Он ответил уже от двери:
— На то, чтобы верить в то, что вся галактика вертится вокруг тебя.
— Значит, ты отказываешься звонить Олегу?!
Он жеманно передернул плечами, опустил глаза, но, опуская, пробежал ее всю, вплоть до отекших от душного лета ног:
— Посиди! — и исчез.
А на чем посиди?! Он всегда ею чуточку брезговал, даже в школе… Чего стоило то хотя бы, как он выбирался из-под нее на катке, не поднимал ее, а отваливал, словно каменную плиту, она же, идиотка, опять за ним следом царапалась на четвереньках, на тупых снегурках: «Гришенька, тебе не больно? Тебя домой проводить?» — И опять на него наезжала, уже не специально, но как же его от этого тогда передернуло: «Я что — для тебя здесь катаюсь?!»

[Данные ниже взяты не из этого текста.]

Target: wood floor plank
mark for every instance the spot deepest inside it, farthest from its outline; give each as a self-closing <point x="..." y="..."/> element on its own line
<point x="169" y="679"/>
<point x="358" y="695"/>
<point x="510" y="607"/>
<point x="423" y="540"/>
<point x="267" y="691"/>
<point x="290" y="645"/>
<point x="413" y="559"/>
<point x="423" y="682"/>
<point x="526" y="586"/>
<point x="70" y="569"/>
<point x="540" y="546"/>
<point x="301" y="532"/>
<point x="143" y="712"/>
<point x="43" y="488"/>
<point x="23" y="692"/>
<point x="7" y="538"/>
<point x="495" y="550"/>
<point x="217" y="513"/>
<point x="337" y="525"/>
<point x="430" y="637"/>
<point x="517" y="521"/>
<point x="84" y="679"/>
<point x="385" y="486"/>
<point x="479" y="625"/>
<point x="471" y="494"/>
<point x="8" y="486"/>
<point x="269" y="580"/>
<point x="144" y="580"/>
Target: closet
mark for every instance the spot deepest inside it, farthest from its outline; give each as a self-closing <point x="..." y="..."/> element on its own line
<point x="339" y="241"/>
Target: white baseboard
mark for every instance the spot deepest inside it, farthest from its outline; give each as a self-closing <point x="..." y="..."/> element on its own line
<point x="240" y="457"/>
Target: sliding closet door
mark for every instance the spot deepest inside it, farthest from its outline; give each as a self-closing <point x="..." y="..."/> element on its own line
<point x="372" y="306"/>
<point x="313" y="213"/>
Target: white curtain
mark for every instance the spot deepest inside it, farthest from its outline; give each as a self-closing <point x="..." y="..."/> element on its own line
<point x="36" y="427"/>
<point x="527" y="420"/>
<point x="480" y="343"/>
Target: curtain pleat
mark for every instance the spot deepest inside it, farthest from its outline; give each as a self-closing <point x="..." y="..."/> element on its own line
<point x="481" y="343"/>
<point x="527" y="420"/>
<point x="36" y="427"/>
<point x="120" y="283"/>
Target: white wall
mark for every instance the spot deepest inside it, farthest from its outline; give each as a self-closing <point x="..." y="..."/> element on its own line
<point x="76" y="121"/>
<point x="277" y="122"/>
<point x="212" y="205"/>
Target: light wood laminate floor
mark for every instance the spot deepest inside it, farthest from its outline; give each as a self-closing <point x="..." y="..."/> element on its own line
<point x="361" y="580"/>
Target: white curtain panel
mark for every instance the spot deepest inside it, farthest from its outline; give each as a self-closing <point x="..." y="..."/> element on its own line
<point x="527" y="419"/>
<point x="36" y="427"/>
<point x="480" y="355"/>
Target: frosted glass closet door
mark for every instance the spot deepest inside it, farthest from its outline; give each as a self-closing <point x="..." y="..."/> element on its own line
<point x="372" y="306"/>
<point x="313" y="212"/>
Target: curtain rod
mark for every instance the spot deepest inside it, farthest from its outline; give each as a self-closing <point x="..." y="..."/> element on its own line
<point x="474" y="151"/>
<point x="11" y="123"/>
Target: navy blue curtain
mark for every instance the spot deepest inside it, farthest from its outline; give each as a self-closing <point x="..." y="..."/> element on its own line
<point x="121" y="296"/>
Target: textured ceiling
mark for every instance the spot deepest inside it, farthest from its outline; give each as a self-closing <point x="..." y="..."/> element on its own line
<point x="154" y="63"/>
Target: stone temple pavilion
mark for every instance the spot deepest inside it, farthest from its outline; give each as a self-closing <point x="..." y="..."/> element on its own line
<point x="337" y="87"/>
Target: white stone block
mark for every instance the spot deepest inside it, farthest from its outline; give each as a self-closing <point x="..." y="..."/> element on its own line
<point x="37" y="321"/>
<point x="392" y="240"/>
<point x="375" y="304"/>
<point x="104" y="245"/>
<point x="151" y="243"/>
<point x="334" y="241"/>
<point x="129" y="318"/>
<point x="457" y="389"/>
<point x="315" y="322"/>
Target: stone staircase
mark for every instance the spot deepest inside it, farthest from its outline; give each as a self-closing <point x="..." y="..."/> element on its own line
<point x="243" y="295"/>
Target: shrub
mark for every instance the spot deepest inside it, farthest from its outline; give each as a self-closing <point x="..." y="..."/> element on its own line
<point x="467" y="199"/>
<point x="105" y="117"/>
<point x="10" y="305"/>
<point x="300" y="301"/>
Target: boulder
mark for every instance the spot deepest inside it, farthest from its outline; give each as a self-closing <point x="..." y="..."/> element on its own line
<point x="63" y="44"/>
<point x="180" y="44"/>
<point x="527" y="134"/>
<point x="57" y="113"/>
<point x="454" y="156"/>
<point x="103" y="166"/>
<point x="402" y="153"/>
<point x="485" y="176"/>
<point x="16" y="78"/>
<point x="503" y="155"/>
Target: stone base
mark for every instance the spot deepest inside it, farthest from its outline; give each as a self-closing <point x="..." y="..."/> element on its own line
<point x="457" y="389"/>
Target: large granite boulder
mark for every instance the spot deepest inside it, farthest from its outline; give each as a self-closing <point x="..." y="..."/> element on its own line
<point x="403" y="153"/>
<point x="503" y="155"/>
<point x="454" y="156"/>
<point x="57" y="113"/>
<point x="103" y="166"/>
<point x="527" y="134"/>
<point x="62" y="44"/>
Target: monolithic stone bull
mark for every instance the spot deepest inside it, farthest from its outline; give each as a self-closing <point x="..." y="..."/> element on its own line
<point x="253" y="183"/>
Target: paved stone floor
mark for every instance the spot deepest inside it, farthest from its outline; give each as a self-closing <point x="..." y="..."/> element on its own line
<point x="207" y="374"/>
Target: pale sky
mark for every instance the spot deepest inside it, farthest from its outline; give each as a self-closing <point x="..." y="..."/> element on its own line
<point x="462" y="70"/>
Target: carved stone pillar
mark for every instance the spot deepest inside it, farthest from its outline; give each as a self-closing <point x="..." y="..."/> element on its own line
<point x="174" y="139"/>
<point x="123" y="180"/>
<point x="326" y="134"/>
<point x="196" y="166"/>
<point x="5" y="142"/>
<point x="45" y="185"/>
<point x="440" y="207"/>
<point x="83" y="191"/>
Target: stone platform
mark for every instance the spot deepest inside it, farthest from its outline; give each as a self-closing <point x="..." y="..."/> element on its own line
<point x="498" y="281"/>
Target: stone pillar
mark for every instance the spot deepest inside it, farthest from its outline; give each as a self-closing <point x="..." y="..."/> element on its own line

Совсем как маленькая Женька: «Отойди, я не для тебя плачу!» — на бабкины утешения. — «Для кого же мой чижик плачет?» — «Для нее!» — и крохотным пальчиком, и двумя настырными глазками — в Сашу. Своей трогательной серьезностью Женька обескураживала всех, даже огромных злых собак! Они ложились перед ней, как львы у ног какого-нибудь святого, и она еще таскала их за клыки. Такого маленького чуда не было ни у кого — ни в саду, ни в школе, ни в поликлинике, и во дворе Сашу только и знали, как маму той девочки.

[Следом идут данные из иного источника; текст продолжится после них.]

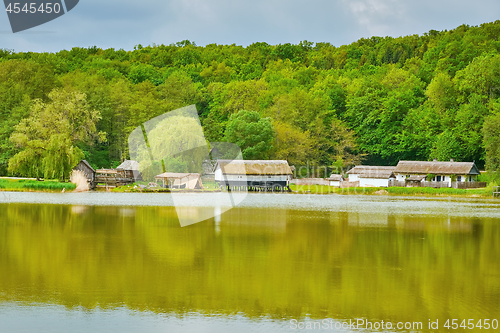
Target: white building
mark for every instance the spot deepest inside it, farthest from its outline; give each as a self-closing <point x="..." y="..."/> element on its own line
<point x="441" y="172"/>
<point x="371" y="176"/>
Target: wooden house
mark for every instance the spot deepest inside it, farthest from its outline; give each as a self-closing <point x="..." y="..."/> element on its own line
<point x="335" y="180"/>
<point x="371" y="176"/>
<point x="189" y="181"/>
<point x="88" y="171"/>
<point x="253" y="174"/>
<point x="437" y="174"/>
<point x="129" y="169"/>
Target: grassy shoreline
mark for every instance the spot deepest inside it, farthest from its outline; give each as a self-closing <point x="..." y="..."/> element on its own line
<point x="33" y="185"/>
<point x="400" y="191"/>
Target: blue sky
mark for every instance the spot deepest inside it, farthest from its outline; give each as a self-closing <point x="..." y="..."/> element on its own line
<point x="125" y="23"/>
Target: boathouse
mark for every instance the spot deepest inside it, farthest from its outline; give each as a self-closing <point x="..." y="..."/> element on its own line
<point x="371" y="176"/>
<point x="129" y="169"/>
<point x="191" y="181"/>
<point x="87" y="170"/>
<point x="253" y="174"/>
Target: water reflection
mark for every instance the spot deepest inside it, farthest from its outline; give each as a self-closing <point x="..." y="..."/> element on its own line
<point x="273" y="263"/>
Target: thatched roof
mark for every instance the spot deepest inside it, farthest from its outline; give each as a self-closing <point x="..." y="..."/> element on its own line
<point x="84" y="162"/>
<point x="106" y="171"/>
<point x="254" y="167"/>
<point x="336" y="178"/>
<point x="437" y="168"/>
<point x="190" y="180"/>
<point x="177" y="175"/>
<point x="129" y="165"/>
<point x="372" y="171"/>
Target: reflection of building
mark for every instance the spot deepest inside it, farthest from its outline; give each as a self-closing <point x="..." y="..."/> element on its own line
<point x="371" y="176"/>
<point x="253" y="174"/>
<point x="189" y="181"/>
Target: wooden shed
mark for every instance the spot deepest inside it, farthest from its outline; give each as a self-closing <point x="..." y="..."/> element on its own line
<point x="191" y="181"/>
<point x="371" y="175"/>
<point x="253" y="174"/>
<point x="129" y="169"/>
<point x="88" y="171"/>
<point x="335" y="180"/>
<point x="438" y="174"/>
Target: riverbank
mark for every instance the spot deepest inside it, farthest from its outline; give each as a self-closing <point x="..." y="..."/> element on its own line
<point x="33" y="185"/>
<point x="400" y="191"/>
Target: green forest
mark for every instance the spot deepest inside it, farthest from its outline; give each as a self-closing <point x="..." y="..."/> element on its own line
<point x="375" y="101"/>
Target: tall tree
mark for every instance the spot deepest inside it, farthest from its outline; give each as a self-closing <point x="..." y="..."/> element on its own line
<point x="49" y="137"/>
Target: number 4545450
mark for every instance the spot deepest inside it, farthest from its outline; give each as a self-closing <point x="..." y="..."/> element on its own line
<point x="485" y="324"/>
<point x="33" y="8"/>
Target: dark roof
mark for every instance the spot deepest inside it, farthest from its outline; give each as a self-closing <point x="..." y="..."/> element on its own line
<point x="254" y="167"/>
<point x="417" y="178"/>
<point x="437" y="168"/>
<point x="87" y="165"/>
<point x="372" y="171"/>
<point x="129" y="165"/>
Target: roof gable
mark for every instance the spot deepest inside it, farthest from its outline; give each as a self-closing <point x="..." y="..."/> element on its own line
<point x="254" y="167"/>
<point x="437" y="168"/>
<point x="372" y="171"/>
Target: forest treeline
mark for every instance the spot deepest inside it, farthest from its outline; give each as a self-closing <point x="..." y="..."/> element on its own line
<point x="376" y="101"/>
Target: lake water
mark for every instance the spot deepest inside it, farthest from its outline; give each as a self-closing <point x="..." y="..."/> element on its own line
<point x="105" y="262"/>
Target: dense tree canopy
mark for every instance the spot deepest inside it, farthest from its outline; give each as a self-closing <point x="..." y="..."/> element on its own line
<point x="379" y="99"/>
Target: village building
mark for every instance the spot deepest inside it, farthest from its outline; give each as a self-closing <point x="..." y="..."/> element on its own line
<point x="371" y="176"/>
<point x="87" y="170"/>
<point x="439" y="174"/>
<point x="253" y="174"/>
<point x="190" y="181"/>
<point x="129" y="169"/>
<point x="335" y="180"/>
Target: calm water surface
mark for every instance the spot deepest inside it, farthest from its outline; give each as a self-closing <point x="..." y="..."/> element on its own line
<point x="103" y="262"/>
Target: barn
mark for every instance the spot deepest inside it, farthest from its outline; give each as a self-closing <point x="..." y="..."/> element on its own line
<point x="253" y="174"/>
<point x="371" y="176"/>
<point x="129" y="169"/>
<point x="191" y="181"/>
<point x="438" y="174"/>
<point x="88" y="171"/>
<point x="335" y="180"/>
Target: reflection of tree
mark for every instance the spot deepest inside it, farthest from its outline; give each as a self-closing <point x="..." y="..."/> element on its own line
<point x="271" y="262"/>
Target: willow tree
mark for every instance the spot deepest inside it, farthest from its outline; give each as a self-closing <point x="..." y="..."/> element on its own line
<point x="50" y="136"/>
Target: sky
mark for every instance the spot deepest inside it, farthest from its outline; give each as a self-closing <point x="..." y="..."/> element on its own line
<point x="123" y="24"/>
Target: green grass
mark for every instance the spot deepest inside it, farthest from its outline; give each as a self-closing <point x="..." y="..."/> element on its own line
<point x="323" y="189"/>
<point x="34" y="185"/>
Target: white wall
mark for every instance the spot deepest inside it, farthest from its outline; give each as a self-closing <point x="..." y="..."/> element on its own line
<point x="373" y="182"/>
<point x="353" y="178"/>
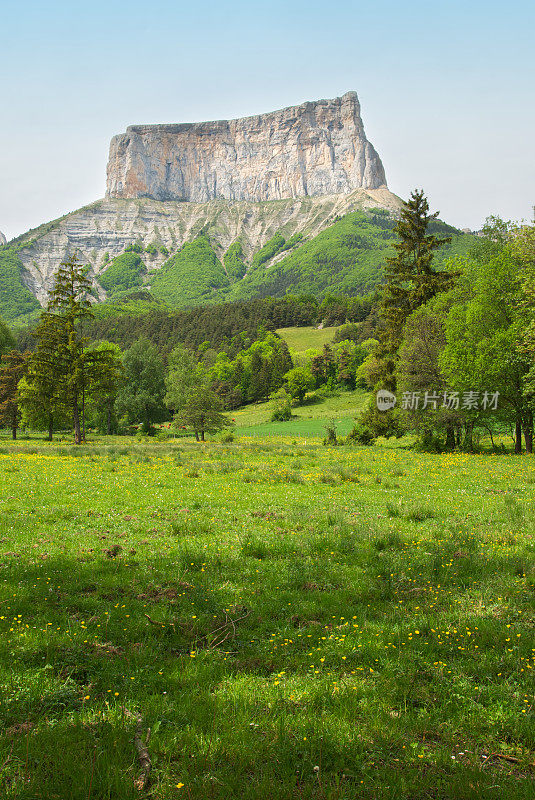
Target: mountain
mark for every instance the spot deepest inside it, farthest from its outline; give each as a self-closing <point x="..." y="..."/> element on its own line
<point x="295" y="200"/>
<point x="308" y="150"/>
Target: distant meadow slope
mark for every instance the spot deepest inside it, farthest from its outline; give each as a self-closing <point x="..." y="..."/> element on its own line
<point x="346" y="257"/>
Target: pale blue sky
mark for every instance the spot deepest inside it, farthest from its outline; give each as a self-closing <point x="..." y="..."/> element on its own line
<point x="446" y="88"/>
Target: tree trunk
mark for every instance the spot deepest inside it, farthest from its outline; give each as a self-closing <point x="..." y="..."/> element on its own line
<point x="76" y="421"/>
<point x="450" y="437"/>
<point x="528" y="433"/>
<point x="518" y="437"/>
<point x="468" y="435"/>
<point x="83" y="414"/>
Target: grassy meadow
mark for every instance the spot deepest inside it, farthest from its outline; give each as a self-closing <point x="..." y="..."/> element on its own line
<point x="288" y="620"/>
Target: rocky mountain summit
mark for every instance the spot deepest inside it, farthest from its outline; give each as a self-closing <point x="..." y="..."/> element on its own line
<point x="316" y="148"/>
<point x="198" y="212"/>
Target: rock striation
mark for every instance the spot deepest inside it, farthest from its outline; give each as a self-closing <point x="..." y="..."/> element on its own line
<point x="104" y="229"/>
<point x="317" y="148"/>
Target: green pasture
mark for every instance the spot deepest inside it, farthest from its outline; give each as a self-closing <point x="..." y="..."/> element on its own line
<point x="288" y="620"/>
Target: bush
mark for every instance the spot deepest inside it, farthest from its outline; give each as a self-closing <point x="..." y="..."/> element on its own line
<point x="331" y="437"/>
<point x="360" y="434"/>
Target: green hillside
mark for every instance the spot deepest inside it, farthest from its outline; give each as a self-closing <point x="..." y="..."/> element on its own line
<point x="15" y="298"/>
<point x="194" y="275"/>
<point x="347" y="257"/>
<point x="307" y="338"/>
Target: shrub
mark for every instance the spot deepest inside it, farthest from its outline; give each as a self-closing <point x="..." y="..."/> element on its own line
<point x="360" y="434"/>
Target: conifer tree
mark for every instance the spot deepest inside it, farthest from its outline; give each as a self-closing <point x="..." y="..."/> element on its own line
<point x="11" y="371"/>
<point x="59" y="366"/>
<point x="410" y="279"/>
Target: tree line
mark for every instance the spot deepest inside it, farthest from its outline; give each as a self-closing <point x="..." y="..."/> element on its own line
<point x="454" y="346"/>
<point x="69" y="381"/>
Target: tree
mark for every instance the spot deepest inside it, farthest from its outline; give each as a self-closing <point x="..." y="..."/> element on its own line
<point x="183" y="374"/>
<point x="11" y="371"/>
<point x="105" y="375"/>
<point x="410" y="280"/>
<point x="41" y="391"/>
<point x="7" y="341"/>
<point x="202" y="411"/>
<point x="299" y="381"/>
<point x="141" y="398"/>
<point x="424" y="388"/>
<point x="484" y="334"/>
<point x="281" y="406"/>
<point x="68" y="306"/>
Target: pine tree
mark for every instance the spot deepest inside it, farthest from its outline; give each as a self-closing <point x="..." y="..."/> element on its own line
<point x="59" y="368"/>
<point x="11" y="371"/>
<point x="410" y="280"/>
<point x="69" y="302"/>
<point x="202" y="412"/>
<point x="42" y="391"/>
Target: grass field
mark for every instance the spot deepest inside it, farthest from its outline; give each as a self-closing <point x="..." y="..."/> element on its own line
<point x="289" y="620"/>
<point x="307" y="338"/>
<point x="308" y="420"/>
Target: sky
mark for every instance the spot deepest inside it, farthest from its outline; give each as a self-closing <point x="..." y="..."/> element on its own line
<point x="446" y="90"/>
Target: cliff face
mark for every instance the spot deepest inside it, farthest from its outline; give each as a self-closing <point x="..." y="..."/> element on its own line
<point x="317" y="148"/>
<point x="104" y="229"/>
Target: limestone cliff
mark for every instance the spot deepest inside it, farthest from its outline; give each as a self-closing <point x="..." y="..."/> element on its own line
<point x="316" y="148"/>
<point x="103" y="230"/>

«Жила-была королевна Несердите, а тех, кто ее сердил, она превращала в кошек и делала из них мумии!»
Шурик набивал ее маленькую головку, точно опилками, совершенно ненужными в ее возрасте подробностями, от которых это всегда сосредоточенное создание избавлялось вдруг радостным щебетаньем: «Карл-Марл был слепой и глухой, а какую Сионату написал! Нечеловеческая музыка!»
Что-то толкнуло Сашу к двери, в приемную — к телефону… Но не звонить же Олегу самой!

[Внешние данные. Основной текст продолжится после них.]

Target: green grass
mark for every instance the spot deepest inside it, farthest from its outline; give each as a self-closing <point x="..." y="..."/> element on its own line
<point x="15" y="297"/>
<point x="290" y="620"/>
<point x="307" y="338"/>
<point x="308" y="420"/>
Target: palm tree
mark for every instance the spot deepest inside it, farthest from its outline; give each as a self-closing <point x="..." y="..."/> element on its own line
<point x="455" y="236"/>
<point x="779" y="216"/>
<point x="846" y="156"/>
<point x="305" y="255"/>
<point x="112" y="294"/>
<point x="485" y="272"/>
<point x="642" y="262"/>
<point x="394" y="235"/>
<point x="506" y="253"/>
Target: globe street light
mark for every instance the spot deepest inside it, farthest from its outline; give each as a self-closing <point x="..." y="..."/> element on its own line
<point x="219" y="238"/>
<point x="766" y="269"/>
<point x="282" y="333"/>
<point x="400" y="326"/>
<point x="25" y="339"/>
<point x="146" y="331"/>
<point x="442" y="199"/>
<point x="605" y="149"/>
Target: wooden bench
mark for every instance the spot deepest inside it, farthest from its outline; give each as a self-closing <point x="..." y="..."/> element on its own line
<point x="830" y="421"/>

Гришка навис в ожидании над повизгивавшим принтером. Света хихикала в трубку, прикрываясь ладонью:
— Полный атас! Это он тебя загружает! — Модная киска без единого прыщика, а каких-то два года назад — вся в соплях и коросте от бесконечных примочек: «Тетя Саша, я все равно здесь умру либо от тоски, либо от одиночества! Мне, может быть, на роду написано… мне на роже написано жить в лепрозории. Я буду за ними ухаживать, я им буду нужна. Вы читали Альберта Швейцера? Они даже меня полюбят!» — А теперь беспардонная: — С моим аналогично! Да… Представляю! Ев, ты сможешь меня попозже набрать?
Одноклассники так звали Женьку — Ев.
— Дай мне. Дай! — Саша выхватила у нее трубку. — Жужу, доченька… Девушка, але, не рассоединяйте!
— Она в Москве, — мрачно буркнула Света. — Она ночью прилетела. Я бы сама вам трубку дала!
— Помолчи! Женя! Где ты?
— Ни фига себе. А ты где? — изумленный хриплый Женькин голос был не близко и не далеко.
— Вся простыла насквозь! Я приеду! Ты на Сивцевом? Жужунь, ты не представляешь, что на меня обрушилось! Не представляешь!
— Мам…— долгий грудной кашель с мокротой (купить бронхолитин, градусник, у них там наверняка и градусника нет, лимоны, мед) сменился одышкой: — Ты мое письмо получила? Из Одессы.
— Нет, я сейчас к тебе еду!
— Куда? Я на работе. Я тебе послала из Одессы письмо! Три недели назад! Успокойся и вспомни!
— Если б ты знала, что на меня свалилось, ты не разговаривала бы так!
— Что-то с Олегом?
— Ты выходишь за своего араба? — Саша осела на клацнувший дырокол: — Ты об этом мне написала? Надо быть последней девкой!..
— Надо — буду. Ты к нам подсоединилась или ты в «Эпсилоне»?
Визгливый принтер наконец затих, но все еще его перекрикивая, не его — гул самолетных двигателей, уносящих ее к бедуинам, чуме, холере:
— Ты выходишь за этого Мудиля? А ты знаешь, что твоя несчастная бабушка, может быть, была бы еще жива…
— Его зовут Фадиль. Замуж я ни за кого не выхожу. Если ты в «Эпсилоне», дай трубку Свете.
— Поматросил, а замуж не берет? Ну хоть четвертой-то женой! А хочешь…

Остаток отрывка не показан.